Kirche/Kloster

St.-Magdalena-Kirche

Kapellpl. 7, 84503 Altötting

Highlights

  • Nach der Auflösung der Jesuiten 1773 wurde das Kloster zunächst als Priesterhaus genutzt, später vom Malteserorden übernommen.
  • Seit 1874 sind die Kapuziner in der Kirche ansässig und bieten geistliche Begleitung sowie Beichtmöglichkeiten für Wallfahrer an.

Tipps

  • Die St.-Magdalena-Kirche in Altötting ist eine barocke Kapuzinerkirche mit sehenswertem Stuck und prachtvollen Altären aus dem 18. Jahrhundert.
  • Im Inneren befinden sich Gemälde von Münchner Hofmalern sowie ein beeindruckendes Deckengemälde mit der hl. Magdalena.
  • Die Kirche dient als Beichtkirche und bietet fünf Beichtzimmer; eine ruhige Atmosphäre lädt zum Verweilen und zur Andacht ein.

Eigenschaften

Entspannt Kulturell Ganzjährig

Über St.-Magdalena-Kirche

Die St.-Magdalena-Kirche in Altötting ist eine barocke Sakralbauten im Osten des Ortskerns, unweit der berühmten Gnadenkapelle. Errichtet wurde das Gotteshaus zwischen den Jahren 1697 und 1700 vom Jesuiten-Laienbruder Thomas Troyer. Die Architektur folgt dem Stil des sogenannten „Jesuitenbarock“ und zeigt sich in einem stattlichen Wandpfeilerbau mit lichtdurchfluteten Innenräumen und festlicher Atmosphäre. Die Fassade gliedert sich klar und zeigt in drei Nischen figürliche Darstellungen, darunter Maria, die Schutzpatronin Bayerns, sowie die Heiligen Petrus Canisius und Laurentius von Brindisi.

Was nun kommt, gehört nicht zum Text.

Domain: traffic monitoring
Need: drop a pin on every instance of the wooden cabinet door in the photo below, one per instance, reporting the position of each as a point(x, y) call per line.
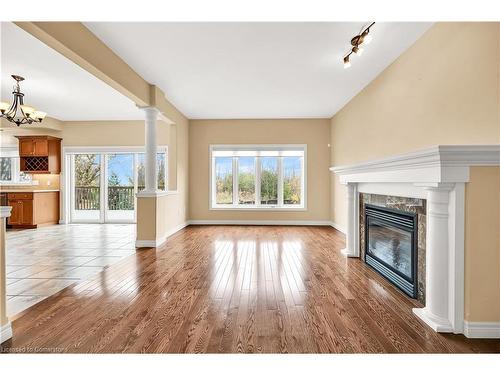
point(15, 214)
point(26, 207)
point(40, 147)
point(26, 147)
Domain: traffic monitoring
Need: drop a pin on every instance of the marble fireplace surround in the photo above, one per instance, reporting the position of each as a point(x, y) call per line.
point(437, 174)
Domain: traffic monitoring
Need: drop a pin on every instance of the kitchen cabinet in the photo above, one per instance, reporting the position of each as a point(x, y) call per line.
point(39, 154)
point(29, 210)
point(33, 146)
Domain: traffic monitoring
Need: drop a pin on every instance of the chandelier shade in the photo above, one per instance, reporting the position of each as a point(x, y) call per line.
point(17, 112)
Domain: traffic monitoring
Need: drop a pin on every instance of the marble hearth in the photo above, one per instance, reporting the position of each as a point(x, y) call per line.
point(436, 175)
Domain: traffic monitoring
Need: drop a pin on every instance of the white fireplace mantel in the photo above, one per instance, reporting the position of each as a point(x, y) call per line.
point(437, 174)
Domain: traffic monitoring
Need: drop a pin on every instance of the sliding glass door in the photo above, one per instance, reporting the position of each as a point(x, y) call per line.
point(86, 190)
point(104, 185)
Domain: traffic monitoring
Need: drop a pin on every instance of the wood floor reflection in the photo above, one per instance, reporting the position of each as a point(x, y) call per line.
point(229, 289)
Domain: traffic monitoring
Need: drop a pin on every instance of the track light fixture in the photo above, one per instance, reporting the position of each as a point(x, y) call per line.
point(360, 40)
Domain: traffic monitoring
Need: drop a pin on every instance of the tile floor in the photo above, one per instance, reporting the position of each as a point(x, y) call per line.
point(42, 261)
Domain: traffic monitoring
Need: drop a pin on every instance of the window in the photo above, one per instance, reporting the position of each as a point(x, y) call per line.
point(246, 180)
point(257, 177)
point(223, 180)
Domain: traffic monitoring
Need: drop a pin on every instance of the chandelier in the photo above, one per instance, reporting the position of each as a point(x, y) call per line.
point(17, 112)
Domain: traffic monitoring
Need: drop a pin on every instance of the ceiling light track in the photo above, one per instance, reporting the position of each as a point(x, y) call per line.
point(358, 42)
point(17, 112)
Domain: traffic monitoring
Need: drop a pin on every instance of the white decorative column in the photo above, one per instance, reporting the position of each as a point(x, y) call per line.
point(151, 114)
point(437, 312)
point(352, 231)
point(5, 327)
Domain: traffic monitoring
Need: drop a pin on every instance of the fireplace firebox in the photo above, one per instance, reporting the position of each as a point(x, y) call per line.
point(391, 246)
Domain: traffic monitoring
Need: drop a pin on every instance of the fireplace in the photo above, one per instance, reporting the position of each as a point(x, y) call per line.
point(391, 246)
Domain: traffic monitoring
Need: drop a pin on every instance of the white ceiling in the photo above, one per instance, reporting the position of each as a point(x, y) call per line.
point(256, 70)
point(56, 85)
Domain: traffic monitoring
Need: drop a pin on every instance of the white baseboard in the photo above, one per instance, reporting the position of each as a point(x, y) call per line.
point(160, 241)
point(258, 222)
point(482, 330)
point(151, 243)
point(177, 228)
point(340, 228)
point(5, 332)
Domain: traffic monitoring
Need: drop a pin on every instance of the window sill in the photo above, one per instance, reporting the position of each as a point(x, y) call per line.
point(259, 208)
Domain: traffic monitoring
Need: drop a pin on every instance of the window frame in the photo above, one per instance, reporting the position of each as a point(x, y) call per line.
point(258, 149)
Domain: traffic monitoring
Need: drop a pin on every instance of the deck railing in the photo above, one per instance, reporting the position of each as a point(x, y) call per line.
point(119, 197)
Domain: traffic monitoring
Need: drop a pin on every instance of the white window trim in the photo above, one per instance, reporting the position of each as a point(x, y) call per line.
point(259, 148)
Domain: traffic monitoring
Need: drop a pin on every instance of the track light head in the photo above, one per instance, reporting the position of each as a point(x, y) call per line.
point(357, 50)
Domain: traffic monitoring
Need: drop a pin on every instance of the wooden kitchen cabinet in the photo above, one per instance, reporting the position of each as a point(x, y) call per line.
point(30, 210)
point(39, 154)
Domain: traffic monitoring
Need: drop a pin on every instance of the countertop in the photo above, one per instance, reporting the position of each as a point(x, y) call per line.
point(10, 190)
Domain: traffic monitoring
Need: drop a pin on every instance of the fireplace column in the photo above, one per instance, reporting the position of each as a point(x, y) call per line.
point(436, 312)
point(352, 230)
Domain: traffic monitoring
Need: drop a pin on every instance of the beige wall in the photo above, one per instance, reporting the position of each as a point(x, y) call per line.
point(313, 132)
point(482, 245)
point(445, 89)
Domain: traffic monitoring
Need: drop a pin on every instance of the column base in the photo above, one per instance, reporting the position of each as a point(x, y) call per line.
point(5, 332)
point(437, 323)
point(348, 253)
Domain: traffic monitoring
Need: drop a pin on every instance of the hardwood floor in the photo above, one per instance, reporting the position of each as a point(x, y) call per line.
point(230, 289)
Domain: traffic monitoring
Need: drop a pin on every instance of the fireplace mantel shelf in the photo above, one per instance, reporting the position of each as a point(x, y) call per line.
point(434, 165)
point(437, 174)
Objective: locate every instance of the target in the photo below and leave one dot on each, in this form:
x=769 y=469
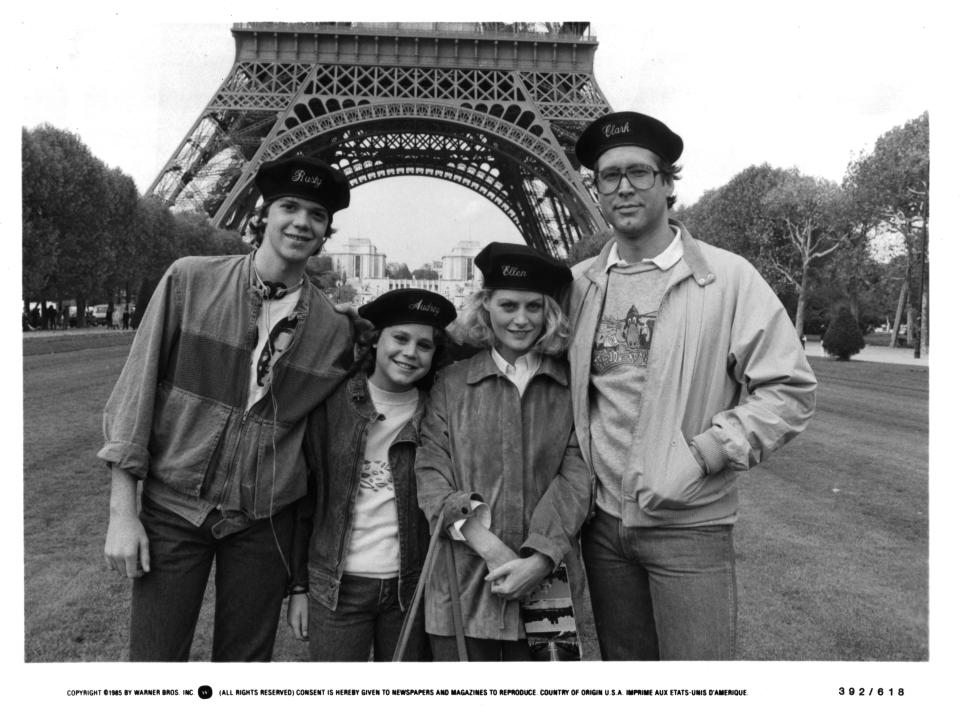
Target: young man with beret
x=208 y=414
x=685 y=371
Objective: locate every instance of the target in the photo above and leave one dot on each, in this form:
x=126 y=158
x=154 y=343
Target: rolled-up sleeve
x=767 y=359
x=128 y=415
x=560 y=513
x=438 y=493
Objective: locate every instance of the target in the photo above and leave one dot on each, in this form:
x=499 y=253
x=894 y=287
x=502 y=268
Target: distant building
x=359 y=259
x=458 y=265
x=365 y=271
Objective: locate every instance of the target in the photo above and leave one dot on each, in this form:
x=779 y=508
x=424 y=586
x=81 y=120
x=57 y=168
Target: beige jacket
x=726 y=371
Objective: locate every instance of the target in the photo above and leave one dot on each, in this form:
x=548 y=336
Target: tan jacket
x=521 y=457
x=726 y=371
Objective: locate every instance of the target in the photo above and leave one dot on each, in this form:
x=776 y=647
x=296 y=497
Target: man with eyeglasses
x=685 y=371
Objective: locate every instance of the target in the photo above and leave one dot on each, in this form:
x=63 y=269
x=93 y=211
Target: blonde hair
x=473 y=325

Das Innere der Kirche besticht durch kunstvolle Stuckaturen, vermutlich von Meistern aus Oberitalien, sowie durch spätbarocke Seitenaltäre aus den Jahren um 1712/13. Diese Altäre zieren Gemälde des Münchner Hofmalers Johann Caspar Sing. Der prachtvolle Hochaltar aus dem Jahr 1795 wurde mit einem Gemälde des Künstlers Christian Winck gestaltet, das die hl. Magdalena am Kreuz zeigt. Im Giebelfeld des Hochaltars ist zudem das Malteserkreuz zu sehen, das an die Zeit der Übernahme der Kirche durch den Malteserorden erinnert.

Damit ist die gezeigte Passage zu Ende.